See how technology has changed everyday life as we re-examine a classic 90s sitcom.
Looking back at Seinfeld, the so-called show about nothing, makes us realize how mobile technology has changed everything.
Let’s examine The Chinese Restaurant, a classic Seinfeld episode that first aired in 1991. That was over 25 years ago, when smartphones and tablets still didn’t exist. If Jerry, George, Kramer and Elaine had mobile devices back then, how would that iconic half hour of television have unfolded differently?
I’m choosing Seinfeld because it was a TV show about the small things that happen, the daily minutiae that would never seem important enough to form the plot lines of a television series. Finding a parking spot. Battling for the last loaf of bread at a bakery. Or, as in this particular episode, waiting for a table in a restaurant.
By analyzing how mobile devices would have impacted these everyday moments in one broadcast of Seinfeld, we can see how those devices have changed almost every facet of our lives since the show’s heyday.
As its title suggests, the entire episode takes place inside a Chinese food restaurant.
Jerry, George and Elaine have stopped there to grab a quick bite before catching the cult sci-fi flick Plan 9 From Outer Space at a nearby theatre. But the maître d’ makes them wait for a table.
Jerry worries about missing the movie. Elaine gets hangry. George waits to use a payphone so he can call his girlfriend. (Sorry, Kramaniacs — Kramer doesn’t appear in this episode.)
At the end, they give up waiting and leave the restaurant. Seconds later, the maître d’ calls out that a table is finally available.
With mobile devices, it all could have been so different …
Elaine: “Jerry, get menus so when we sit down we’ll be able to order right away.”
With smartphones or tablets, Jerry could have just viewed the menu online and used an app to reserve a table before leaving his apartment. According to figures compiled by Benbria, more than 90 per cent of smartphone users search for information about restaurants on their devices and 70 per cent use their phones to view restaurant menus.
Mobile movie tickets
Jerry: “If we’re making this movie, we gotta get a table immediately.”
The movie tickets also could have been purchased on a mobile device, easing Jerry’s worry that the film would sell out before he reached the theatre. A 2014 study by the Interactive Advertising Bureau found 30 per cent of movie tickets were purchased on smartphones.

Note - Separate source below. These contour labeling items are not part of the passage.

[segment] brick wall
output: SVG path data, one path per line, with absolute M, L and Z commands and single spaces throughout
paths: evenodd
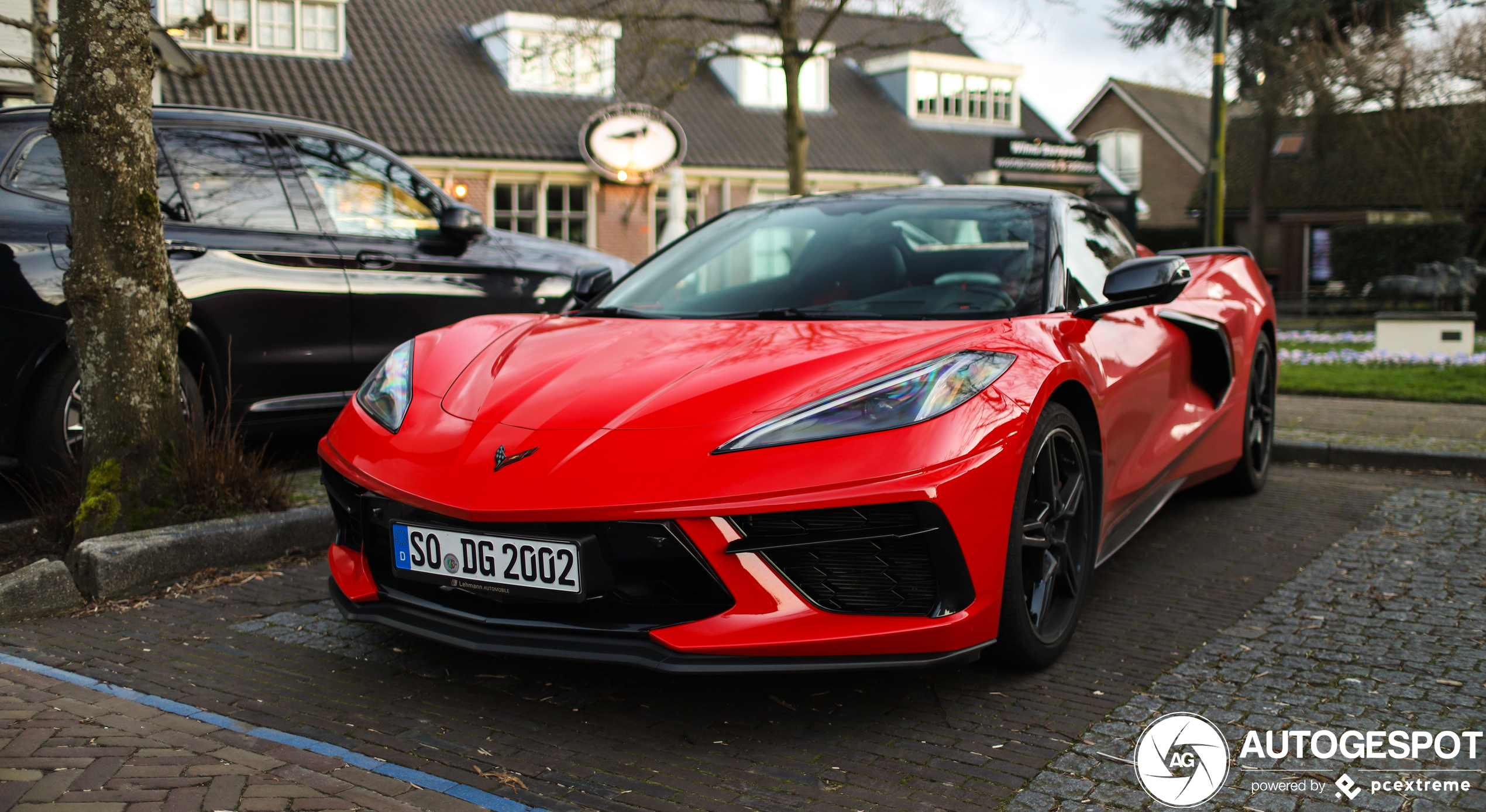
M 1134 129 L 1141 134 L 1140 198 L 1150 207 L 1149 228 L 1192 228 L 1198 220 L 1187 217 L 1192 192 L 1202 184 L 1202 173 L 1192 168 L 1155 128 L 1114 94 L 1104 94 L 1098 106 L 1073 131 L 1082 140 L 1106 129 Z
M 455 195 L 455 187 L 459 184 L 464 184 L 467 189 L 464 198 Z M 453 196 L 456 201 L 465 205 L 473 205 L 478 208 L 480 214 L 484 216 L 484 222 L 486 223 L 490 222 L 490 177 L 487 174 L 478 174 L 478 175 L 456 174 L 453 177 L 453 181 L 444 186 L 444 192 L 449 192 L 450 196 Z
M 593 225 L 599 250 L 639 262 L 651 253 L 649 186 L 599 184 Z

Jerry: “Well, let’s just order it to go, we’ll eat it in the cab.”
Elaine: “Eat it in the cab? Chinese food in a cab?”
Elaine could have used her smartphone to order takeout in New York with an app like GrubHub or Uber Eats. She would have tracked her meal’s progress in real time, had it delivered to her outside the theatre, and eaten it right before going into the movie.
Research released in 2016 by RetailMeNot indicated 35 per cent of consumers had used their smartphone to order food for pickup or delivery.
Mobile movie watching
Jerry: “I don’t see any way we can eat and make this movie.”
Although Jerry, George and Elaine probably wouldn’t have crowded around one mobile device to watch Plan 9 From Outer Space, people today are increasingly foregoing theatres to watch movies on phones and tablets. Based on Telefilm Canada data, the average Canadian watched 11 movies on a mobile device in 2015.
George: “I can’t go anywhere, I have to wait here for Tatiana’s call.”
Instead of waiting in line to use the payphone, George could have just texted or called his girlfriend on his smartphone. As mobile devices have become ubiquitous, payphones are now a dying breed. No wonder the number of payphones in Canada has plummeted since the 90s, from 185,000 in 1998 to only around 60,000 in 2016.
Elaine: “It’s just a movie.”
Jerry: “Just a movie?! You don’t understand. This isn’t ‘Plans 1 through 8 from Outer Space’, this is ‘Plan 9′, this is the one that worked. The worst movie ever made!”
Remember when people could engage in friendly arguments over trivial things like who won the 1987 best picture Oscar or, in this case, how bad a certain movie really is? Now a quick smartphone or tablet search on IMDb or Rotten Tomatoes can instantly shut down those types of discussions.
Jerry: “Well, I can’t go to a bad movie by myself. What, am I gonna make sarcastic remarks to strangers?”
In 2017, Jerry would have many opportunities to make snarky comments during bad movies (to friends as well as total strangers) on social media.
A 2017 eMarketer report found that 19 per cent of adults use their mobile device to have social media conversations about movies and TV shows while they’re watching them on their TV sets. For example, Nielsen data indicates the 2015-16 season of The Walking Dead generated an average of 435,000 tweets per episode.
Maître d’ (talking to Jerry about Elaine): “Relationships are difficult. It is very hard to stay together.”
These days, mobile technology is making it even trickier to navigate the tunnel of love. In a 2016 study, 70 per cent of people said tech-based interruptions or distractions led to tension, fights and lower satisfaction in their romantic relationship.
This fun flashback to one classic sitcom points out all the ways mobile tech has changed our lives and our behaviour: how we eat, communicate, express opinions, consume content, buy things, argue and pay attention to the people we love.
Who knows how new technology will affect our lives 10 or 20 years from now? You’d need more than a fortune cookie from a Chinese food restaurant to predict that.